Is political talk backed by action?

Greenwash is a superficial display of environmental concern to cover policies or actions. Former Vice President Al Gore recently told us about corporations with goals for reducing climate change backed by little action or evidence. “There remains a yawning gap between long-term climate goals and near-term action plans.” He urged vigilance in the public.

We can see greenwash here in Bainbridge Island politics. One example is the claim that preventing more housing density and development will benefit the environment. Preventing more development would have lots of benefits for those who own houses on the island now. It would increase property values, limit local traffic and protect some trees. These can all sound nice to an island homeowner. But claiming real environmental benefits is bogus. Limiting growth on the island drives it to the rest of Kitsap County and other exurbs, farther away from the biggest city in the state.

Sprawl damages the land, reduces the efficiency of public transit and increases gas emissions. Aside from its environmental damage, preventing growth on the island would reduce housing affordability and stand in the way of diversity.

That is a possible future. The city is hitting us with greenwash now in its transportation planning. The Sustainable Transportation Planning project ignores the basic road safety improvements for walkers and bikers in the city’s comprehensive plan, which meets state law, and justifies this with climate change as the top priority. The planners think road safety isn’t enough and want to make non-moto routes that are comfortable for everybody. They say this would dramatically replace auto travel with cycling and thus reduce gas emissions.
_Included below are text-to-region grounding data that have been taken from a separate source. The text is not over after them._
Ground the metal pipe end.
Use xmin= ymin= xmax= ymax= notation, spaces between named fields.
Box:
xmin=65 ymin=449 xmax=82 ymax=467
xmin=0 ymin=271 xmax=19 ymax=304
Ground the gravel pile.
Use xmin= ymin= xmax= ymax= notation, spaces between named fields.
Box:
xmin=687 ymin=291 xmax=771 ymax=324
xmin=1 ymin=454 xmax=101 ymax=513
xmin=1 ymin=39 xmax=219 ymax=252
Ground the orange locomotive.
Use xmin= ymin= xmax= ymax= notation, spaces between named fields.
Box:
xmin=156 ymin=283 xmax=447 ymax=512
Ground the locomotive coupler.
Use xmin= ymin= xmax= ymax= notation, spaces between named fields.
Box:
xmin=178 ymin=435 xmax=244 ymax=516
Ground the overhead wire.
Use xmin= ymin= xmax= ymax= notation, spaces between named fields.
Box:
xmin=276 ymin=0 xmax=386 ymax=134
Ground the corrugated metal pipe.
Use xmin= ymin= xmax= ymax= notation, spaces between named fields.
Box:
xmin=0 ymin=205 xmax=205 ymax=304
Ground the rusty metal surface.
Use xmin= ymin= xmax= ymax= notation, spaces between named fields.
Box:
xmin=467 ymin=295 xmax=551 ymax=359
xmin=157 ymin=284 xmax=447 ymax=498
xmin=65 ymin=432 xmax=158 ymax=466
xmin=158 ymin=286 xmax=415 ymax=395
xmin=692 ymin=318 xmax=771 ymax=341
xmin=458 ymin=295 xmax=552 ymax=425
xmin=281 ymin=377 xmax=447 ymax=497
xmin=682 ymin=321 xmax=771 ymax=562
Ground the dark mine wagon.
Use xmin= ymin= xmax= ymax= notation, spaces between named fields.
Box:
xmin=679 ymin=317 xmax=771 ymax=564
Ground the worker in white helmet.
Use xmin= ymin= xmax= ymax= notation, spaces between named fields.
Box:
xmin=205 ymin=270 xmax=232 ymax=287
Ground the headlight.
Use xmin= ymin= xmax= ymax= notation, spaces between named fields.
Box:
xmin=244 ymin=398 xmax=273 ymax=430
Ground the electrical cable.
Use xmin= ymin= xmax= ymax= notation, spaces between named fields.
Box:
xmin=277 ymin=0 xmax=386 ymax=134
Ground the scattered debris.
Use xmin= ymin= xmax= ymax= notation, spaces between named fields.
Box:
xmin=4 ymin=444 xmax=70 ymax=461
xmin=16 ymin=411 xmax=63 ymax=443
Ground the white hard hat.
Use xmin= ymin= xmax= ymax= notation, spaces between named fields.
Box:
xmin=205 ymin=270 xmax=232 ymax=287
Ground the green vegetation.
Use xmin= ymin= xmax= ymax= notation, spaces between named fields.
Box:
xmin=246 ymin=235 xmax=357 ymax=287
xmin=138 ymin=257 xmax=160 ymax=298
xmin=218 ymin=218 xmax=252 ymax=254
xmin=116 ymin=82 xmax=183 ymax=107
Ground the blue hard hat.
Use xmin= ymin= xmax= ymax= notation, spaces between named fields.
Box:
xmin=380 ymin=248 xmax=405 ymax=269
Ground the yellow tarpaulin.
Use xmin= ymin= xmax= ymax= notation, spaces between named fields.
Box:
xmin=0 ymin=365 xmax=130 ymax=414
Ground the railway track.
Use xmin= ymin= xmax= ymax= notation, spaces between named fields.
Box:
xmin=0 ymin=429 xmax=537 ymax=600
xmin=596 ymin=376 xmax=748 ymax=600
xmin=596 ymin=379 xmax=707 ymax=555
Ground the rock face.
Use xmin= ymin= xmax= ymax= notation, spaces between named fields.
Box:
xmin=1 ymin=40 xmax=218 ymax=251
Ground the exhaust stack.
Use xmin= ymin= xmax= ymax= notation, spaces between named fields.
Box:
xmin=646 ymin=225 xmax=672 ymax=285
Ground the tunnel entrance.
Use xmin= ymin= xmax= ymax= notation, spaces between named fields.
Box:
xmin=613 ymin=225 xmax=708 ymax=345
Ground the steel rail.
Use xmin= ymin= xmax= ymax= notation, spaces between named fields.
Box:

If such routes were feasible in number any time soon, sure. They’re not. After three years of planning, going on four, there are no specific proposals. For some, the wide and expensive Sound to Olympics trail is the minimum standard. The half mile we have so far has seen little use. Imagine 50 new miles of this across parks and private land throughout the island.

Outside the Sustainable Transportation planning, the shoulder improvements on Eagle Harbor Drive are a step in the right direction. They are in a road section that is dangerous and essential to cycling commuters. They are a small step, and delayed, and slow to complete, and won’t be followed by similar work for at least three years. Sustainable Transportation instead promises significant cycling improvements in 25 years, when autos will be mostly electric.

The saddest thing is that ignoring the city’s road safety plan in the last four years has largely prevented improvements that would have increased non-moto travel and reduced gas emissions now. These improvements also would have increased safety for walkers and bikers, a city obligation according to the comp plan. As elsewhere, greenwash is covering poor action and does nothing to improve the climate.

A lesson is, when a councilmember says climate change is their top priority, ask yourself whether this talk is backed by action, and whether they are doing the concrete public safety job for which they are elected. Vote accordingly.

Peter K. Harris has a doctorate from Yale in social science and has had a long career as a planner and policy analyst for the city of Seattle.